In the end, I came to the conclusion that I would have died had I been an Egyptian first-born child at that time, and that is how I was made to die deaths that were not mine. In the first place, it’s Egyptian first-born children that died, and not Malawian first-born children. Secondly, it’s first-born children that died and, as I have recently realised and come to accept, I would not have been one of them because I am nowhere near first-born!

Subtle clues

However, I do not blame my parents for letting me live in the ‘dark’ about this first-born thing. I think they tried to give me clues in their own ways.

For instance, I remember my father often telling me things like, “Hey, Richard, if you were female, you would have been helping me with household chores. Hey, Richard, if you were female, you would have done this, you would have done that.”

Whenever she was working on something that needed female hands, she would be at it again. If you were…!

One day, I think it was around 1987 when we were staying in Chitawira Township, one of the neighbours told me that ,”How is your sister”, before saying, “Sorry, I was thinking about something else.”

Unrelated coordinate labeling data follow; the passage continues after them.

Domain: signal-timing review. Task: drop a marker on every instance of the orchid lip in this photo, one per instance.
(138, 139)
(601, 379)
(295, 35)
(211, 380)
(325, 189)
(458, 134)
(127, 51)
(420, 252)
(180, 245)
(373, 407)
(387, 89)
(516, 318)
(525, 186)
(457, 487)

And, poor me, I could not read between the lines.

In fact, Richard is not the name my parents gave me at birth. My mother told me, when I was about nine years old, that my name at birth was Chikumbutso (Memory).

And, even with this hint, I never had the presence of mind to ask her: “Why Chikumbutso? Who did you have in mind? Who or what did I remind you about?”

Poor me! I should have read between the lines. There might have been someone, or some people, before me, and I reminded my parents of them.

As fate would have it, the name Chikumbutso died when a priest Christened me Richard at St Pious Catholic Church in the 1980s. And so died one more hint about whether I, really, was the first-born child, as my parents used to put it.


However, as often happens in life, I accidentally stumbled upon the truth two years ago.

I had travelled to Mzimba to be a monitor for one of our relations who was contesting in one of the two Mzimba constituencies in 2012.

We were standing outside one of the shops at Mzimba Boma when, while chatting with one of our relations, he suddenly said:

“Did you know that you are not the first-born in your family?”

I was astounded.

“What,” I asked.

“You are not the first-born, as you have been made to believe. You are just the most senior,” he continued.

I was taken by surprise. I was not only surprised, but I struggled to contain my emotions. But the truth is that I found myself pushing back tears.

Then, gathering some courage, I asked: “So, there were others before me?”

“Yes,” was the quick reply.

I let that answer sink in, while I prepared to ask what I thought was the most important question. I, then, asked the question: “You say there were others before me. What happened to them?”

His answer: “They died. They all died immediately after delivery.”

Finally, I wanted to know how many had died.

“Ah, about…” he said, while counting his fingers and attempting to remember.

“Aah…” he continued counting his fingers. I was not looking at his fingers; I wanted to get the figure from him.

Then, just when he was about to mention a figure, my cousin came and interrupted: “You have been standing for a while here. Why not go there, at that verandah, and sit down,” she said.

Immediately, we all headed for the verandah.

However, when we finally settled down, I could not muster enough courage and energy to ask him to give me the response.

I was, and still are, afraid of knowing the truth. It is enough to know that there were others I will never know!

Of course, it is easy for me to grab my handset, call him, and ask him to provide the figure. But the truth scares me. The truth will hurt me.